A VW representative (Dan Hardin) also feels this way and states that some
oil companies said this at the recent Carnegie-Mellon alcohol symposium in
Dearborn (November 1, 1981).
Pure methanol was used to develop baseline data in this project. Some of
the data that have been generated are presented later (e.g. see Table 7).

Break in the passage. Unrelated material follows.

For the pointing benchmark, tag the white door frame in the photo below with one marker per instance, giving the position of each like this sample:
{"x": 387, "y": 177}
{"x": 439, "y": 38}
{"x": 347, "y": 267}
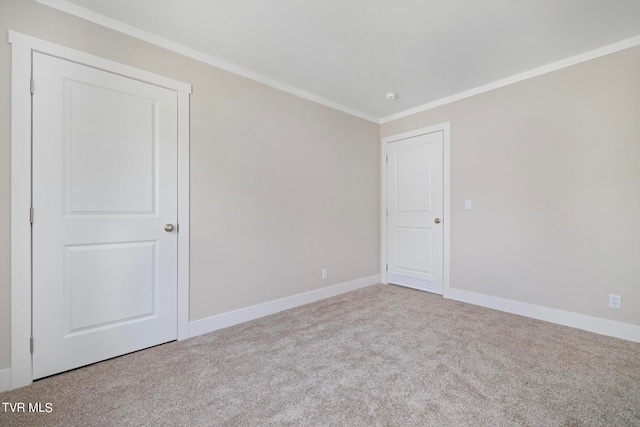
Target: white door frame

Most of the data taken on the Volkswagen appear to be good. The only major
difficulty with the Volkswagen data was with those taken with the foam
promoted base metal catalyst. The catalyst had relatively low surface area
in its initial condition, and the substrate was broken and lost in
; 1
subsequent testing. The VW was also tested with a promoted base metal
catalyst (Davex 908) on a monolith substrate with a volume 11% less than the
noble metal catalyst with which the VW came. In any event, the catalyst
data for the two vehicles are presented in Table 6. From Table 6 it can be
seen that the Escort's promoted base metal catalyst had much more surface
area than the VW's foam promoted base metal catalyst. Also, the Escort was
tested with 4 biscuits, at the recommendation of W. R. Grace. (In
retrospect, this may have been twice as many biscuits as should have been
used.) This resulted in a total catalyst surface area for the Escort being
62,048/2484 or 25 times more than the VW. The catalyst material is Davex
908, on which OMSAPC is trying to get more data (e.g. loading, composition,
etc.). It is important to have this type of information so one can make a
preliminary assessment as to whether the Davex 908 may be a less expensive
catalyst than a noble metal catalyst for this particular application.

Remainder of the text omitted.